意見が食い違っている主な点は、自衛隊が行動するための、いわゆる「グレーゾーン」についての考え方だ。一般的に言えば、グレーゾーンは「日本への組織的な攻撃の形をまだ取っていないが、交戦状態となる可能性がある状態」を指す。政府は主として、尖閣諸島と東シナ海周辺で高まっている緊張関係を含めたシナリオを念頭に置いている。

しかし現実的には、平時から、戦争の可能性が高まっているグレーゾーン、そしてその後の不測の事態への段階的拡大が、非常に急速に起こる可能性が高い。

自民党と公明党は、自衛隊が行動できる範囲を明確にし、敵国となる可能性が高い国との間でグレーゾーンの事態が起きた場合、不注意に戦闘をエスカレートさせないよう目指すはずだ。

グレーゾーンに関する議論に注目しているのは、中国人だけではない。
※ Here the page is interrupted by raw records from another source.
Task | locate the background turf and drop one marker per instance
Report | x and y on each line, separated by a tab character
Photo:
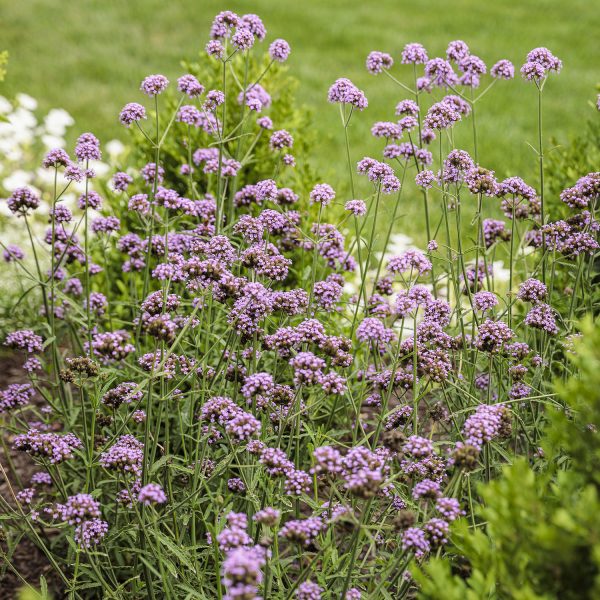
89	57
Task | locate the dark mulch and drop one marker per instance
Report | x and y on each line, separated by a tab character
27	559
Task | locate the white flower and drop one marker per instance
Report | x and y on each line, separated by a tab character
57	120
23	121
114	148
26	101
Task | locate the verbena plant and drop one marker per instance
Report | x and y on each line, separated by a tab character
234	391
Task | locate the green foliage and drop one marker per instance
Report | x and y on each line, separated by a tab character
3	63
539	536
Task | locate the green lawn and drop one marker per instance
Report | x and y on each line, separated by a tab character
89	56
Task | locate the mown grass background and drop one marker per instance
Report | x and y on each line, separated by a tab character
89	57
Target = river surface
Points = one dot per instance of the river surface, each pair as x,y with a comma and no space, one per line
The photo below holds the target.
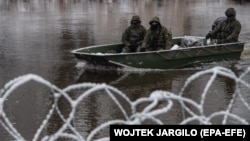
36,37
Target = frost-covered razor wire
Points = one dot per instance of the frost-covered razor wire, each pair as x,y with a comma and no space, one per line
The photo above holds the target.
150,112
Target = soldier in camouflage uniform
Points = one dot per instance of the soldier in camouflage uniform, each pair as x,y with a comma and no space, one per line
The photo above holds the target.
228,30
157,37
133,36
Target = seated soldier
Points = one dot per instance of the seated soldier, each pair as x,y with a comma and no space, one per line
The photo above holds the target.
133,36
228,30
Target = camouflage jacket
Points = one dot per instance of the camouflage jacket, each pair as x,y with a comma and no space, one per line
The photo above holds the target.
133,35
158,39
228,30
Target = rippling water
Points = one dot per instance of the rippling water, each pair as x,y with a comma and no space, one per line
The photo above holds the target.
36,36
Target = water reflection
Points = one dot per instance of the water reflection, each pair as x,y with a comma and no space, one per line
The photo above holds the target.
38,35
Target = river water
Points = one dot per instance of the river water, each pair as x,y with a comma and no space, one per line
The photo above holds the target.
36,37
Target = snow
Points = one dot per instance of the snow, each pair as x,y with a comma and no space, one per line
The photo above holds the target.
150,112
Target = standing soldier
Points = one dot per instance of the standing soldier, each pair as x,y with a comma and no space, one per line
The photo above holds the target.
133,36
228,30
157,37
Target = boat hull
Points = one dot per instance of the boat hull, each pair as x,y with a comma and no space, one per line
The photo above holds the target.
108,55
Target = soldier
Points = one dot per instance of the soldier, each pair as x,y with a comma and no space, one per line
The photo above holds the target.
157,37
133,36
228,30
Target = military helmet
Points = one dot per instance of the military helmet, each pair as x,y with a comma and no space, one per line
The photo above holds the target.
230,12
154,19
136,18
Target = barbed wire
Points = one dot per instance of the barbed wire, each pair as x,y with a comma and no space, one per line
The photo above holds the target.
149,112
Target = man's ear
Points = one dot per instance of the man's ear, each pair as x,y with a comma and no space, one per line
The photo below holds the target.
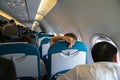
115,59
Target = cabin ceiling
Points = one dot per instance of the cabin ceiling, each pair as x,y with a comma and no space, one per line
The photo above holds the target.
21,10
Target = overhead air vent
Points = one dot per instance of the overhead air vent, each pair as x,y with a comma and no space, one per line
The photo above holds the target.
16,2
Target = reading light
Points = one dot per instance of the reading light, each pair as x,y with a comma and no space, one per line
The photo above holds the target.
44,7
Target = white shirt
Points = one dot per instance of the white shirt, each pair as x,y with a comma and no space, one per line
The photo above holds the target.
96,71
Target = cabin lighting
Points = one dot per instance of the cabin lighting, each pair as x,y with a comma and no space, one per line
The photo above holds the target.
2,13
44,7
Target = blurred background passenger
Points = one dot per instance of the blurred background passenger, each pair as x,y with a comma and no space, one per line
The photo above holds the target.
68,37
104,68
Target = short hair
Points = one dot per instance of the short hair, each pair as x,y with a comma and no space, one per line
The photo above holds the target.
7,69
26,38
103,51
71,35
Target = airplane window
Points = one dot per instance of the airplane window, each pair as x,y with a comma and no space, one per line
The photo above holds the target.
98,37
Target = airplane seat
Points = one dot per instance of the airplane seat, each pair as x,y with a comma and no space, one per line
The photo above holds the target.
10,30
61,58
26,58
25,78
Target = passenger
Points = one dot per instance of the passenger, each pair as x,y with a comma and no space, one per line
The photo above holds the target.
7,69
26,38
104,68
68,37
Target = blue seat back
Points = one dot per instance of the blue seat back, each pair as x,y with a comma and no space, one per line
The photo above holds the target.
54,55
20,54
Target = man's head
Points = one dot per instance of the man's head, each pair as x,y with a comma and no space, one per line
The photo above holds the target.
103,51
71,35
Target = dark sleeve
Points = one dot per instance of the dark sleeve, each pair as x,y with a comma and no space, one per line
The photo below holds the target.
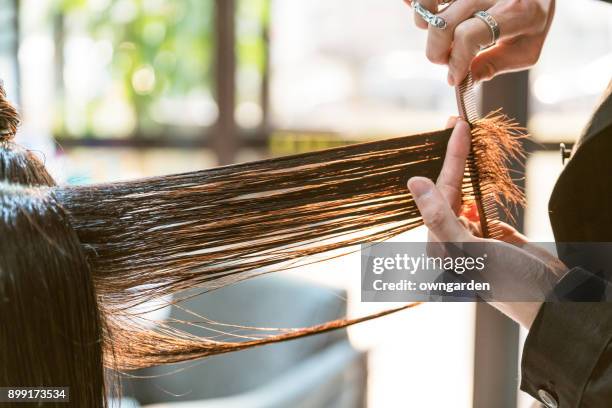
568,351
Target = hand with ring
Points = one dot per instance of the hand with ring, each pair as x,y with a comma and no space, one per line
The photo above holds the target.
488,37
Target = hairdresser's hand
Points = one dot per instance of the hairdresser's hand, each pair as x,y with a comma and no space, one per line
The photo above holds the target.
515,268
523,25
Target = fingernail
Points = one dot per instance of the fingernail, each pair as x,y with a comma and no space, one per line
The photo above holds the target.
420,186
451,79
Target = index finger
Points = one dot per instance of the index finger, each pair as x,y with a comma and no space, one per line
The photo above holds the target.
451,177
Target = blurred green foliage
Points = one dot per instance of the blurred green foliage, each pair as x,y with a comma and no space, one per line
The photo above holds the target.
160,48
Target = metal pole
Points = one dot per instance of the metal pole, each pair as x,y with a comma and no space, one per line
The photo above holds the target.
225,138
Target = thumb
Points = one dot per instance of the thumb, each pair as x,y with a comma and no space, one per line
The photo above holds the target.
505,57
436,212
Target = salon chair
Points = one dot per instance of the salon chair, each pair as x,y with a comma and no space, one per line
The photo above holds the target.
319,371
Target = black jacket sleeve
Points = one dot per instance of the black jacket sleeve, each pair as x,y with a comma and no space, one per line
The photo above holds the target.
568,352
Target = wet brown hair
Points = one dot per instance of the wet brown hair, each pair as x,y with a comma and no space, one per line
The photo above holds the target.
149,238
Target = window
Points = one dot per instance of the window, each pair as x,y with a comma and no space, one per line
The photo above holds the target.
135,68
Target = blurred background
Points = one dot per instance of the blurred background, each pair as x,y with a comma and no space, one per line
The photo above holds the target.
119,89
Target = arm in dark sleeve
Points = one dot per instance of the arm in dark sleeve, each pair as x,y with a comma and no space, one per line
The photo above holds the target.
568,352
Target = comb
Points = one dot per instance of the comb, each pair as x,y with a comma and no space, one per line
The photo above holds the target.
485,200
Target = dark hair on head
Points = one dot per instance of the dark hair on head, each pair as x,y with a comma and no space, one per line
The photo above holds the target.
17,164
50,325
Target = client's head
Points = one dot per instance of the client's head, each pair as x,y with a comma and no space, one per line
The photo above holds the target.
50,325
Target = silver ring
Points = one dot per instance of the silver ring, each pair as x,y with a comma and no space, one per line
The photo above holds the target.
428,16
493,27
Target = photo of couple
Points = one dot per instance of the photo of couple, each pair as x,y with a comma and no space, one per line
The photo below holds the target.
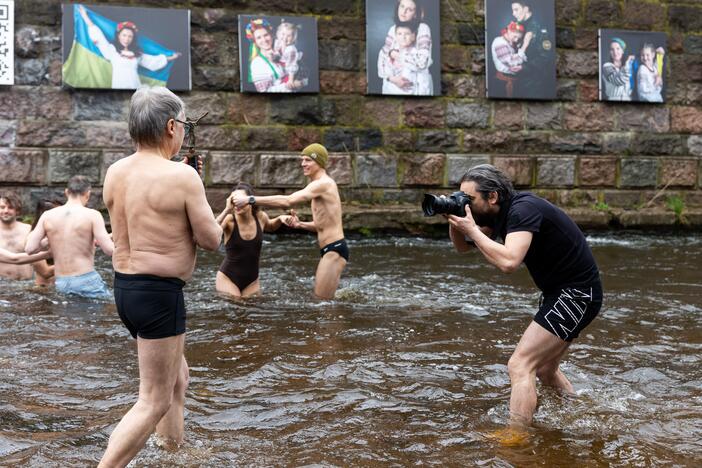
402,59
278,55
522,55
110,47
632,66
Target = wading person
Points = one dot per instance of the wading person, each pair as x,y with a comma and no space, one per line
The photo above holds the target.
73,230
243,238
326,217
560,262
159,214
13,238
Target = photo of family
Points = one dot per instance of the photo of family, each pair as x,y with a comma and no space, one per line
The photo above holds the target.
632,66
402,59
124,48
278,54
521,49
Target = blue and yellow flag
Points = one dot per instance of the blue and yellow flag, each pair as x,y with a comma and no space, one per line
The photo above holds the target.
87,68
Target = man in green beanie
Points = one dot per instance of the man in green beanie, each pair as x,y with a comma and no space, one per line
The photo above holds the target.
326,217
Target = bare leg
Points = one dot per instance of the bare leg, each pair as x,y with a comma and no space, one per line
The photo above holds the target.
326,280
170,427
160,362
536,348
224,285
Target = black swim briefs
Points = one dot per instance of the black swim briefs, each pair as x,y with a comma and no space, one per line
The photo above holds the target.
566,312
151,307
339,247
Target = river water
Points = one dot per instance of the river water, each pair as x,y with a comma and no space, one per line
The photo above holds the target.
406,367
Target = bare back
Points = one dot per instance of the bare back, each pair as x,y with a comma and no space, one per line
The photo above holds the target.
154,225
13,239
69,229
326,211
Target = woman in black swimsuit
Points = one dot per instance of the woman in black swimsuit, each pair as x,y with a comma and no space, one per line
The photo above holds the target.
243,237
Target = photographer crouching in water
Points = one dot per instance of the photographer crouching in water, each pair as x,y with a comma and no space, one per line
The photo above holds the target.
558,258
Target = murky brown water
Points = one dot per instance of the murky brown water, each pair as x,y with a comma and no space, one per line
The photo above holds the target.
407,367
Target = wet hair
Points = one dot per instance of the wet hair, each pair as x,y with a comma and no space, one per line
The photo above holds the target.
78,185
13,200
150,109
248,189
412,25
45,204
488,179
419,14
134,46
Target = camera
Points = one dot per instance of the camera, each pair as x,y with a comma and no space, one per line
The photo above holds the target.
454,204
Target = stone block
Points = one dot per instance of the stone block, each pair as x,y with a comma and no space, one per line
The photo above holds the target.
458,165
685,17
230,168
64,164
300,137
248,109
339,168
520,170
644,119
679,172
638,172
423,169
555,172
598,171
467,115
376,170
578,64
281,171
215,104
50,133
262,138
381,112
658,145
437,140
424,113
581,143
588,117
302,110
399,140
216,137
694,145
22,166
350,140
508,115
544,116
686,119
339,55
341,82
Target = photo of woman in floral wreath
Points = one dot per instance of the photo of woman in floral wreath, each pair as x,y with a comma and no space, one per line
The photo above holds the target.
278,54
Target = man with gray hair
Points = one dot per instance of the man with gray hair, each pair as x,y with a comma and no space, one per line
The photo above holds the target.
73,230
159,215
559,260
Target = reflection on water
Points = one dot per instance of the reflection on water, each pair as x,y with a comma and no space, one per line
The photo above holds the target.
407,366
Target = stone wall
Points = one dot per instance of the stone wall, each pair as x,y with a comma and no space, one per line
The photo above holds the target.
576,151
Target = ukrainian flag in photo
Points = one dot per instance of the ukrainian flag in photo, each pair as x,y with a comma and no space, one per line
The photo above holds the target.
87,68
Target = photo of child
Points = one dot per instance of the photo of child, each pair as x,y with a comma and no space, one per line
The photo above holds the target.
632,66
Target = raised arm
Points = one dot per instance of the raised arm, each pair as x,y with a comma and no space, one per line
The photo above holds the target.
207,233
100,234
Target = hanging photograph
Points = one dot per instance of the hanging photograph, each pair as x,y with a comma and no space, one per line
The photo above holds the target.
632,65
278,54
124,47
402,47
7,42
520,49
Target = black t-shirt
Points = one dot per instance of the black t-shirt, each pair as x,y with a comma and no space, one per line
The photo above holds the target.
558,256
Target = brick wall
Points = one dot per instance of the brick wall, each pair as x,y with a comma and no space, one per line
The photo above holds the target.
576,151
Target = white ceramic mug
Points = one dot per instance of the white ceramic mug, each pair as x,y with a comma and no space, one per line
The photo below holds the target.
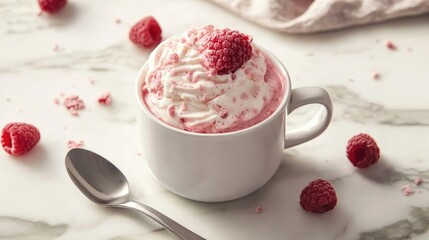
226,166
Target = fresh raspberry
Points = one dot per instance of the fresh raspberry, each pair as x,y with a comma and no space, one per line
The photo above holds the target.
318,196
146,33
19,138
52,6
362,151
226,50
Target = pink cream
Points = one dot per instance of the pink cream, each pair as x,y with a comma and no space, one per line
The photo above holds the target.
272,75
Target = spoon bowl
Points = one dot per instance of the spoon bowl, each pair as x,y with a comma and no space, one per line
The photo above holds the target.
104,184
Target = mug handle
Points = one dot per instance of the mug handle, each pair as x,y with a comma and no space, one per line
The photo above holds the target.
317,124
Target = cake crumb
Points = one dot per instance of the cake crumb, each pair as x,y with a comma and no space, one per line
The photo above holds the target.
376,75
259,209
407,190
75,144
56,48
73,103
105,99
390,45
418,181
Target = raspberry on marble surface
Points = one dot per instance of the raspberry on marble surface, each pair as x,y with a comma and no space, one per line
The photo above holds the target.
18,138
362,151
318,196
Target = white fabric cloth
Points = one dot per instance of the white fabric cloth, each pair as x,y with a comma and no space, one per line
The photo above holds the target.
307,16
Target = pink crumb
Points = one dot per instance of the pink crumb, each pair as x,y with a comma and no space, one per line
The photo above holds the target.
75,144
172,111
376,75
390,45
105,99
73,103
418,180
56,48
407,190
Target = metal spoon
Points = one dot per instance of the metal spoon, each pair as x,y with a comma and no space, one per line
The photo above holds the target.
105,185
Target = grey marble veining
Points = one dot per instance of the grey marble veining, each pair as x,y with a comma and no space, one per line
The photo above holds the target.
349,105
16,228
45,56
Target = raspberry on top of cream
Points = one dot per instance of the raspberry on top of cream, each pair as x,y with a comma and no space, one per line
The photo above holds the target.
180,91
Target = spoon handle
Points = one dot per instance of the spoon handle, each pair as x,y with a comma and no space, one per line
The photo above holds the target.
174,227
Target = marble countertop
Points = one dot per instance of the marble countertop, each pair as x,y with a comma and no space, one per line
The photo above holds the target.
84,50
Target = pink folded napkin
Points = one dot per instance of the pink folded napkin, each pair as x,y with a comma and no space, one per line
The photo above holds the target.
307,16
米国もまた、日本の防衛同盟国として、大いに関心を持っている。そしてこのことは、集団的自衛権の限定的な行使という新政策の下で、どれだけの情報交換と緊急時対応策、そして組織的な作戦が、日米の軍隊間で許可されるのかについて、非常に複雑な議論を提起するはずだ。

かえって海外に自衛隊を送りにくくなった

──安倍首相はペルシャ湾への自衛隊の派遣を望んでいるようだが。

首相は1990年代初めの第1次湾岸戦争後に日本が従事したような掃海作業を念頭に置いているのだと思う。当時、戦闘はすべて終わっていたが、まだ機雷を排除する必要があった。そこで海上自衛隊を派遣した。

ペルシャ湾の掃海作業のような活動は、以前は現行法の解釈の微調整で許可されたが、現在議論されている新法が法律になれば、許可されなくなるかもしれない。

最近の議論の根本にある論点は、許可された自衛隊活動の範囲を拡大するというものだ。過去に許可された掃海作業のような活動は、現在も許可されるのが当然だが、集団的自衛権の行使に関する最近の議論は、日本周辺のグレーゾーンに焦点をあててきたため、今ではペルシャ湾での平時の掃海作業の合法性に、疑問が投げかけられる。